Accountable Care Organizations: Exempt Purpose and Private Business Use


The Patient Protection and Affordable Care Act, Pub. L. 111-148, 124 Stat. 119 (the “Affordable Care Act”) (signed into law on March 23, 2010) provides for the creation of Accountable Care Organizations (ACOs).  ACOs are intended to include participants such as governmental entities, section 501(c)(3) organizations and others.  The purpose of ACOs is to facilitate the coordination of providing Medicare services.  Several exempt organization and tax-exempt bond issues arise with respect to ACOs, certain of which are summarized or referenced in this post.

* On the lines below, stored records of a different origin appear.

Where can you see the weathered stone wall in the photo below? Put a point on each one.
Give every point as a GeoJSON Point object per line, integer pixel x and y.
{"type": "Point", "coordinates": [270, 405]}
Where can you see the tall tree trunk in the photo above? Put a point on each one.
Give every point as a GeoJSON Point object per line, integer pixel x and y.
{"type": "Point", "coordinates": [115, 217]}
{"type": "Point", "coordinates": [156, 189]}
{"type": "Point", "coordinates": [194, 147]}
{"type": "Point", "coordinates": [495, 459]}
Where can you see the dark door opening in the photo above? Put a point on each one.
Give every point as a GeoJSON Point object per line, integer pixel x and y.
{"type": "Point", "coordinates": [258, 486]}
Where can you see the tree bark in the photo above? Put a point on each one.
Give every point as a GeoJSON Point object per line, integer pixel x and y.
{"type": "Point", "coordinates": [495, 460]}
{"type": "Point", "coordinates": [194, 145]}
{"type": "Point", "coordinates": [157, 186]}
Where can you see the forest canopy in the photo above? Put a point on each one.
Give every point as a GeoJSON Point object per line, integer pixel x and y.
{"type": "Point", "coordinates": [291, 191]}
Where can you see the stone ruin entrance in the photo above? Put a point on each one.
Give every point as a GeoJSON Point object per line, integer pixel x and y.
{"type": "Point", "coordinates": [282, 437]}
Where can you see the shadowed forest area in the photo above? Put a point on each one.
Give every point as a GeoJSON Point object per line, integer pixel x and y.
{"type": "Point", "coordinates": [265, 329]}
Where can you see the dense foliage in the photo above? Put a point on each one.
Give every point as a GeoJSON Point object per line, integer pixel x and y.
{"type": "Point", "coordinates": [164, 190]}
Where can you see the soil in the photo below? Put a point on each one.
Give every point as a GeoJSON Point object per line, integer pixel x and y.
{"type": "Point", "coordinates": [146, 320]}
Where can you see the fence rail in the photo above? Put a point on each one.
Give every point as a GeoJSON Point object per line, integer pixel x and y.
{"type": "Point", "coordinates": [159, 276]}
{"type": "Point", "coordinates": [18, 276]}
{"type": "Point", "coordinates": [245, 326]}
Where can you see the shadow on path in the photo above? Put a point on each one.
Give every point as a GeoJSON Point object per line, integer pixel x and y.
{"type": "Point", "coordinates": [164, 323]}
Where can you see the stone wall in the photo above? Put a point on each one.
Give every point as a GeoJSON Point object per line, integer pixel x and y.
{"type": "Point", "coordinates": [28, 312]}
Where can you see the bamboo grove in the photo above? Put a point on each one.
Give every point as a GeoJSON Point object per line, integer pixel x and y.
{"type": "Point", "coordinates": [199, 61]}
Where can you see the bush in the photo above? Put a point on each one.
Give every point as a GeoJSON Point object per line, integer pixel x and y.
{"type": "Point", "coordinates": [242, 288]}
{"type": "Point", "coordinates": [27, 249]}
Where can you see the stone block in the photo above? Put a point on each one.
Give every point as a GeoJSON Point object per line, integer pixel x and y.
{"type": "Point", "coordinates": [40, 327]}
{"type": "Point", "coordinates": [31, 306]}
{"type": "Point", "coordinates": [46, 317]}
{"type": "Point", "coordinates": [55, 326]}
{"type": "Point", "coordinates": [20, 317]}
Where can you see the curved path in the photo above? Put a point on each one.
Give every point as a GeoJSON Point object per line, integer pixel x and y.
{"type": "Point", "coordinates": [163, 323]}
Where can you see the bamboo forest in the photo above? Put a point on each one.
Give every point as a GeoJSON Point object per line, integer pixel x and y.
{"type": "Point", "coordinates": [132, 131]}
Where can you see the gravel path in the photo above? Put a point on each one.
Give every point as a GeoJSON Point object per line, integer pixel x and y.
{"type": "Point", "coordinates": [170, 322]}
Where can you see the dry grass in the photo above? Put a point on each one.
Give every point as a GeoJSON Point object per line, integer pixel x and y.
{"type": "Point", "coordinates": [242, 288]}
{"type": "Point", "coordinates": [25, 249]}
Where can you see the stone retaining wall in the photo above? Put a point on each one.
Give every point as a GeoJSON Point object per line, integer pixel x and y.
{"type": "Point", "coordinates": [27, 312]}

acasignedExempt Organization Concerns:

There are concerns that (1) the participation by a section 501(c)(3) organization in an ACO is not an exempt purpose under the operation rules in Treas. Reg. 1.501(c)(3)-1(c)(1), (2) such participation could give rise to prohibited private inurement to insiders or exceed the limit on private benefits to others and/or (3) give rise to difficulties in applying the unrelated trade or business rules.  See IRS Notice 2011-20 (March 31, 2011) for a good description of the issue and preliminary guidance.

Tax-Exempt Bond Concerns:

Apart from the concerns described above regarding the basic eligibility of a borrower for qualification under section 501(c)(3) of the Code, ACOs also give rise to problems under the private business use rules.   Specifically, one question is whether use of bond-financed facilities by an ACO gives rise to a “comparable arrangement” covered by the private business use rules in Treas. Reg. 1.141-3(b).  See the National Association of Bond Lawyers’ April 1, 2013 submission to the Treasury Department and Internal Revenue Service for a good description of the issue.